Low Cost Options
Option 3. Short-Term Measurement & Comparison to Monitoring Station
For turbines smaller than 10 kW, long-term wind measurement may not be cost effective or practical. However, you still may want to measure the wind speed at your potential wind turbine site using an anemometer (see diagram at right). If you decide to go this route, you can rent or lease an anemometer for 3-6 months and then correlate your wind data with long-term data from a nearby wind monitoring station or airport. In turn, you can then extrapolate what your wind performance (and turbine output) would be for an entire year. If you choose to do all the data analysis yourself, a local meteorologist or wind turbine dealer may be willing to check your results at no charge. Alternatively, you could hire a specialist to take your short-term wind readings for you.

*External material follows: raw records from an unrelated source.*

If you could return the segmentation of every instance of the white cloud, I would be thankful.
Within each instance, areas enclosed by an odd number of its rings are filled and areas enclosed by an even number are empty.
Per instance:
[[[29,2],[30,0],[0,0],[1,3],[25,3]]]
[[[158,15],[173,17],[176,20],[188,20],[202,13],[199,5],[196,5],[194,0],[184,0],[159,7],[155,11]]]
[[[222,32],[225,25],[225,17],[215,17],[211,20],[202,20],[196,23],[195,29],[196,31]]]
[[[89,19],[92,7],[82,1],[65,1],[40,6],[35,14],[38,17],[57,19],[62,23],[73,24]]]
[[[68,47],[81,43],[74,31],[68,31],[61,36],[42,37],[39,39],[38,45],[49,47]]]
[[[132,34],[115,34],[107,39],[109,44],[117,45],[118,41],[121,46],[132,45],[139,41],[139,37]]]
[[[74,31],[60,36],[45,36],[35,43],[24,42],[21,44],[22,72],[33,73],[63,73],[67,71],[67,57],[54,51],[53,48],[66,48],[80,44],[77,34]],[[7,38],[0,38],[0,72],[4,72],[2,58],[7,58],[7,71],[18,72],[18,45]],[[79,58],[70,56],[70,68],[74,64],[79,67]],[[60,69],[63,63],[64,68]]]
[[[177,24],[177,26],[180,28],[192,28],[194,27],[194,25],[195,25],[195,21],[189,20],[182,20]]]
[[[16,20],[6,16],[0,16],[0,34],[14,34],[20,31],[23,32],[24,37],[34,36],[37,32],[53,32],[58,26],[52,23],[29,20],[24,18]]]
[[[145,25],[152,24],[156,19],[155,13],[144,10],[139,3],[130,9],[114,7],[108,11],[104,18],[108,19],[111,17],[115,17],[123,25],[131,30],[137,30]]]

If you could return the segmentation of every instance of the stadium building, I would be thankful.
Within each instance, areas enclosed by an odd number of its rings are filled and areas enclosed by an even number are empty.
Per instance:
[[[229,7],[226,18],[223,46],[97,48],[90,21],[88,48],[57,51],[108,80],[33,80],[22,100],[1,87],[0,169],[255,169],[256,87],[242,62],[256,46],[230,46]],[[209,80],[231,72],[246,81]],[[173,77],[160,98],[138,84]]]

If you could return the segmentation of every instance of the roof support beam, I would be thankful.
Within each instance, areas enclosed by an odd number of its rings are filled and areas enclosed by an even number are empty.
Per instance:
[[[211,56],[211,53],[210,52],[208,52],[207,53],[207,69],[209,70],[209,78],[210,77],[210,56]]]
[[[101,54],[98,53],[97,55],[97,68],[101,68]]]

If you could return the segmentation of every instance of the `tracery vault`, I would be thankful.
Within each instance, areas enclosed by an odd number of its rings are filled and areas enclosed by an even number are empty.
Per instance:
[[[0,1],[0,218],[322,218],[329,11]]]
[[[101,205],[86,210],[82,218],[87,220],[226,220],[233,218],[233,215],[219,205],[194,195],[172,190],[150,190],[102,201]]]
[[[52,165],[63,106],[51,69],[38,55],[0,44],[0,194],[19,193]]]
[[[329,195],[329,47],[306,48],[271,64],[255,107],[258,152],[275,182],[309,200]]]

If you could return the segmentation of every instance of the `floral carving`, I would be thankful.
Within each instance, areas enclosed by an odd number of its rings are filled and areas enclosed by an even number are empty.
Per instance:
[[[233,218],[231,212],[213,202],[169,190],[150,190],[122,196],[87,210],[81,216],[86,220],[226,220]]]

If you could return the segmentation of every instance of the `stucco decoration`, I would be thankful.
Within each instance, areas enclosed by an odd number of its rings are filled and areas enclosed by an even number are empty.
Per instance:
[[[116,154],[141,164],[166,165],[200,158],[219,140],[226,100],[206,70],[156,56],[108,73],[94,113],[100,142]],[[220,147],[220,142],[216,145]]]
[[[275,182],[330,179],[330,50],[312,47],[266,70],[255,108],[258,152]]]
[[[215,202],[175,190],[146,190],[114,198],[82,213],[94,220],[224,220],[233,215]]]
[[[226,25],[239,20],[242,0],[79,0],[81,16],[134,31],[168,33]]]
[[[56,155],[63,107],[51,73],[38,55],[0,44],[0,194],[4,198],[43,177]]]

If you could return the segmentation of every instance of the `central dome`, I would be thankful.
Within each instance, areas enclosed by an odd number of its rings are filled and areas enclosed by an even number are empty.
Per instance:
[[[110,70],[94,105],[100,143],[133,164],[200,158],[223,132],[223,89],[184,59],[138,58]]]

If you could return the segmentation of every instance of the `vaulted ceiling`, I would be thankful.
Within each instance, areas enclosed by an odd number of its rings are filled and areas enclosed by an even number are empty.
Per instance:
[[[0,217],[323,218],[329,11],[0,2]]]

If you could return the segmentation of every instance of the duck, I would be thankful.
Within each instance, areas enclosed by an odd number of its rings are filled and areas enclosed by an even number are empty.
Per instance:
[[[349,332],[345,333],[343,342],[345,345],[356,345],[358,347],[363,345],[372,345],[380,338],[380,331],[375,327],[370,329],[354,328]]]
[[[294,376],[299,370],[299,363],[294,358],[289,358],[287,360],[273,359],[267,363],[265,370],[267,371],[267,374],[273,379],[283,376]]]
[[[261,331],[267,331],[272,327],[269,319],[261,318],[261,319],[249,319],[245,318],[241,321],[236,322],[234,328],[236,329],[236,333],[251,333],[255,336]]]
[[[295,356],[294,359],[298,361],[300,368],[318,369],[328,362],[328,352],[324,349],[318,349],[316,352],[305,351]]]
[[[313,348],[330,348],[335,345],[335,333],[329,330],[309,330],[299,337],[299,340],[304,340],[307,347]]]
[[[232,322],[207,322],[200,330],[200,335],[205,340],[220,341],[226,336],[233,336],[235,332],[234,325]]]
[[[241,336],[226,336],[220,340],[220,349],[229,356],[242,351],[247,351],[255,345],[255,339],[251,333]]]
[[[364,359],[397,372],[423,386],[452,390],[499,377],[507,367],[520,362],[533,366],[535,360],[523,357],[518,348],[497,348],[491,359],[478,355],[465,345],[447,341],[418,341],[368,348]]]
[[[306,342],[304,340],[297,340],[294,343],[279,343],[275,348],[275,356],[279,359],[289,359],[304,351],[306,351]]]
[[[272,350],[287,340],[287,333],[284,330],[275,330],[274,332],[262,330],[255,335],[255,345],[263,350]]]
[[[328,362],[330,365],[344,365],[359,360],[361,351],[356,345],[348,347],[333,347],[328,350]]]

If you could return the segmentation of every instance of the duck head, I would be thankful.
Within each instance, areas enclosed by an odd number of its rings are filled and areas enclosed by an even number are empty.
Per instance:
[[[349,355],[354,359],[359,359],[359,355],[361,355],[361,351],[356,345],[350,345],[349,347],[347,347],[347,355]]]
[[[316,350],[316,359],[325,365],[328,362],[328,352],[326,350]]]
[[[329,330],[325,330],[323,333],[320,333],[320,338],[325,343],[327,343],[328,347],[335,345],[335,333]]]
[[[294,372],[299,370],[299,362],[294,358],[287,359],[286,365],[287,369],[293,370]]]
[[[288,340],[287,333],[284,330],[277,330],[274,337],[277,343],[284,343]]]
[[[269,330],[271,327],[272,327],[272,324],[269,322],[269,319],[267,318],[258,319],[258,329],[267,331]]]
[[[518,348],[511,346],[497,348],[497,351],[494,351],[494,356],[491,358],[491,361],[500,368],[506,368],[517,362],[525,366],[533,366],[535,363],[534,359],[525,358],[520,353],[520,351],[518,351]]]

An anemometer (seen above, courtesy of the NRCan Small Wind Buyer’s Guide) is an instrument that turns faster as the wind increases, thereby allowing you to measure the windspeed by visual or automated means. An anemometer can cost between $100 for a simple unit to $5,000 for an automated standalone unit with data storage. The measurement equipment must be set high enough to avoid turbulence created by trees, buildings, and other obstructions. The most useful readings are those taken at hub-height, the elevation at the top of the tower where the wind turbine would be installed.